The name jalapeño is Spanish for "from Xalapa" (also spelled Jalapa), the capital city of Veracruz, Mexico, where the pepper was traditionally cultivated.
Compared to other chillies, the jalapeño heat level varies from mild to hot depending on cultivation and preparation and can have from a few thousand to over 10,000 Scoville heat units. The number of scars on the pepper, which appear as small brown lines, called 'corking', has a positive correlation with heat level, as growing conditions which increase heat level also cause the pepper to form scars. For US consumer markets, 'corking' is considered unattractive; however, in other markets, it is a favored trait, particularly in pickled or oil preserved jalapeños.
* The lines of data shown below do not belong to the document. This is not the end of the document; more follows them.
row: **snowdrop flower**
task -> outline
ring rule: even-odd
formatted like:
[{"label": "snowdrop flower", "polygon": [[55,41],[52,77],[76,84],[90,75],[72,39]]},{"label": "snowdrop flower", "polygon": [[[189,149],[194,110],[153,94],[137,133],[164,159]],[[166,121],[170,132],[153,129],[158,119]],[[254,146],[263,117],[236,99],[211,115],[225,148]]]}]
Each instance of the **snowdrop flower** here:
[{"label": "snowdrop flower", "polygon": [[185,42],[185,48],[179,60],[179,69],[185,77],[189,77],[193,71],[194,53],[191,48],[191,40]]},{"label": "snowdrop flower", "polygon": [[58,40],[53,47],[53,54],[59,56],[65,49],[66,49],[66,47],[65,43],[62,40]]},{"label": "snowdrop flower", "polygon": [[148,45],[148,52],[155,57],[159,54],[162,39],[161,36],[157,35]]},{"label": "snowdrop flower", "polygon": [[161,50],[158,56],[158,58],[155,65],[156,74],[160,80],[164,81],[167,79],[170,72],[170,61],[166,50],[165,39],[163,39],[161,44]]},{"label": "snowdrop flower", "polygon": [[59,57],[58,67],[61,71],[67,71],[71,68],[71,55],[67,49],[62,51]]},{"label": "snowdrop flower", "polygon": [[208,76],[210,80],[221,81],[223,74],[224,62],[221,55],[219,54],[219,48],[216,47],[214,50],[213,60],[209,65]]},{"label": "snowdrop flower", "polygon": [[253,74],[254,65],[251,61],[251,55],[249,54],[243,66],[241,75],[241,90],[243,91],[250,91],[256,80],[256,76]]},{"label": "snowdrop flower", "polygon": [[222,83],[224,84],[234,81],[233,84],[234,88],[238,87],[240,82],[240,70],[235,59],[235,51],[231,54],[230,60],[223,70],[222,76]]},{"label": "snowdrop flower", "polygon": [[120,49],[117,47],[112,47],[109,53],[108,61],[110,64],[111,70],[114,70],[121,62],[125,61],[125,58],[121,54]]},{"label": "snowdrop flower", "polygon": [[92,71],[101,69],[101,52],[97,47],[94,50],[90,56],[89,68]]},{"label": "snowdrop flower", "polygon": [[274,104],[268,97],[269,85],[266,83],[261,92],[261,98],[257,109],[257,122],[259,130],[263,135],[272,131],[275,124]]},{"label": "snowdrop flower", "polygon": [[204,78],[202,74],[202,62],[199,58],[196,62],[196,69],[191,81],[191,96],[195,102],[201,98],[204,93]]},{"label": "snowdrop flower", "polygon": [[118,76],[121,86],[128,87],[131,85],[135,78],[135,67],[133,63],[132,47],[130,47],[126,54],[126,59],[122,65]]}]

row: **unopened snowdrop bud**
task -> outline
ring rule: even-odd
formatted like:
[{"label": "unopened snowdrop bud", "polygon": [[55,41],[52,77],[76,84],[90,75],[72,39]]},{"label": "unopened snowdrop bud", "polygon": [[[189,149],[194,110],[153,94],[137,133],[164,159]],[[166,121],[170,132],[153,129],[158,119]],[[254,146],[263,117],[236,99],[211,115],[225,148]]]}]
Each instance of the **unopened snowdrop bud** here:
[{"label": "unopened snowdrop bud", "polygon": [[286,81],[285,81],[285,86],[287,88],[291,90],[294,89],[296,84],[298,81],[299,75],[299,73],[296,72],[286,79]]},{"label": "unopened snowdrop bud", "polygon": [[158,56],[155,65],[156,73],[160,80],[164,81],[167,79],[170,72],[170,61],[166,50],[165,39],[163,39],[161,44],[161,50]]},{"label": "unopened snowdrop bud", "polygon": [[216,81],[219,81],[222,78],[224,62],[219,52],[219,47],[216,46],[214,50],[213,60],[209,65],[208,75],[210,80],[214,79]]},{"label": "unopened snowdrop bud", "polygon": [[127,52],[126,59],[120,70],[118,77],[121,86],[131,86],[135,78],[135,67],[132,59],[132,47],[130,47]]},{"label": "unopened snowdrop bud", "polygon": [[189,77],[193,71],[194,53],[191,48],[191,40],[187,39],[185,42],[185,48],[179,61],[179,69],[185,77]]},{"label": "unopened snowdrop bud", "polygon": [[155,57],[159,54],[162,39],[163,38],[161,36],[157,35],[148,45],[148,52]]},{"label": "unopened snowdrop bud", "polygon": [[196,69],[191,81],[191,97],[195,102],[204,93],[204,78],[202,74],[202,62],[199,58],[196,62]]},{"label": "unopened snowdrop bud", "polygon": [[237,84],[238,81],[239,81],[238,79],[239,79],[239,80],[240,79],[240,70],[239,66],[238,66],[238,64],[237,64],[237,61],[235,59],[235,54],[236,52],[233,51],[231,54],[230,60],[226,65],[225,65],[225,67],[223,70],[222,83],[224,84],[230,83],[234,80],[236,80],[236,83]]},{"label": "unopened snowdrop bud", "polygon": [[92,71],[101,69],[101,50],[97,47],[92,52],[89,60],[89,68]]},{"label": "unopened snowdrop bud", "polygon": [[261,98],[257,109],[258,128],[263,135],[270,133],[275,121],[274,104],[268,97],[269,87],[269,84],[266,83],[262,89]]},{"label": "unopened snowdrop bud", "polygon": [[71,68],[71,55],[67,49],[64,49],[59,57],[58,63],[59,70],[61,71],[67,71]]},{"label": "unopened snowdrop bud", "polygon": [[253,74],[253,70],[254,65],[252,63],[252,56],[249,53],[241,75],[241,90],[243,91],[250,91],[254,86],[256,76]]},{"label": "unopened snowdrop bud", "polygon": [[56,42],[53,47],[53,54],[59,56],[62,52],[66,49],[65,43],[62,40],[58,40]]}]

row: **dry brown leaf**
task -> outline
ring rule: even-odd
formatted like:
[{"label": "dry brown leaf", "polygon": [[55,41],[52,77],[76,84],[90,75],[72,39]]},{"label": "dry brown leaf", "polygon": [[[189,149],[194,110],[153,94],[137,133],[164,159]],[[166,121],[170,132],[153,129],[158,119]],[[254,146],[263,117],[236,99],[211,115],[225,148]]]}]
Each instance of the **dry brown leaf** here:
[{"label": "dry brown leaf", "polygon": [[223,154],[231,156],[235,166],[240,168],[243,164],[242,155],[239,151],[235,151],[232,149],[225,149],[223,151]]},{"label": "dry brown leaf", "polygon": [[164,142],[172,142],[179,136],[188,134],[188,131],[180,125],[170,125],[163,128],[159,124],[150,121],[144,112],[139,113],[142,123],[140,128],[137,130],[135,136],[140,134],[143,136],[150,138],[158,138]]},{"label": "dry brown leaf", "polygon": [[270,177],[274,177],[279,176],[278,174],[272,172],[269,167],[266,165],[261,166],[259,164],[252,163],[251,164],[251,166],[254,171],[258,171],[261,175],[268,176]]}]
Jalapeno pepper Nutrition Facts: Calories, Carbs, and Health BenefitsTweet
The composition of jalapeno pepper is 91.69% water, 6.5% carbohydrates, 0.91% protein, 2.8% dietary fiber, and 0.37% fat. One jalapeno pepper supplies you with 0.91 grams of carbohydrates, which is 0.7 percent of the minimum of 130 grams of carbohydrates you should have daily, according to the Institute of Medicine (US). That same it has an energy value of 119 kJ (29 Calories) in a 100 g (3.5 Oz) amount and has a high content of Vitamin C (ascorbic acid), Vitamin B6 (pyridoxine), and Vitamin K1 (phylloquinone), containing 158.13%, 32.23%, and 20.56%, respectively, of the Daily Value (DV) per 100-gram amount (right table of USDA nutrient values). So if your diet contains jalapeno pepper, it helps your body to absorb iron from food and defend itself more naturally since vitamin C is an antioxidant, reduce probability of heart disease by fighting cholesterol, reduce the risk of anemia as this vitamin absorbs iron and it is effective against gout (a type of arthritis) attacks by reducing blood uric acid levels, dementia since vitamin C impacts memory positively and high blood pressure. It contains low amount of minerals.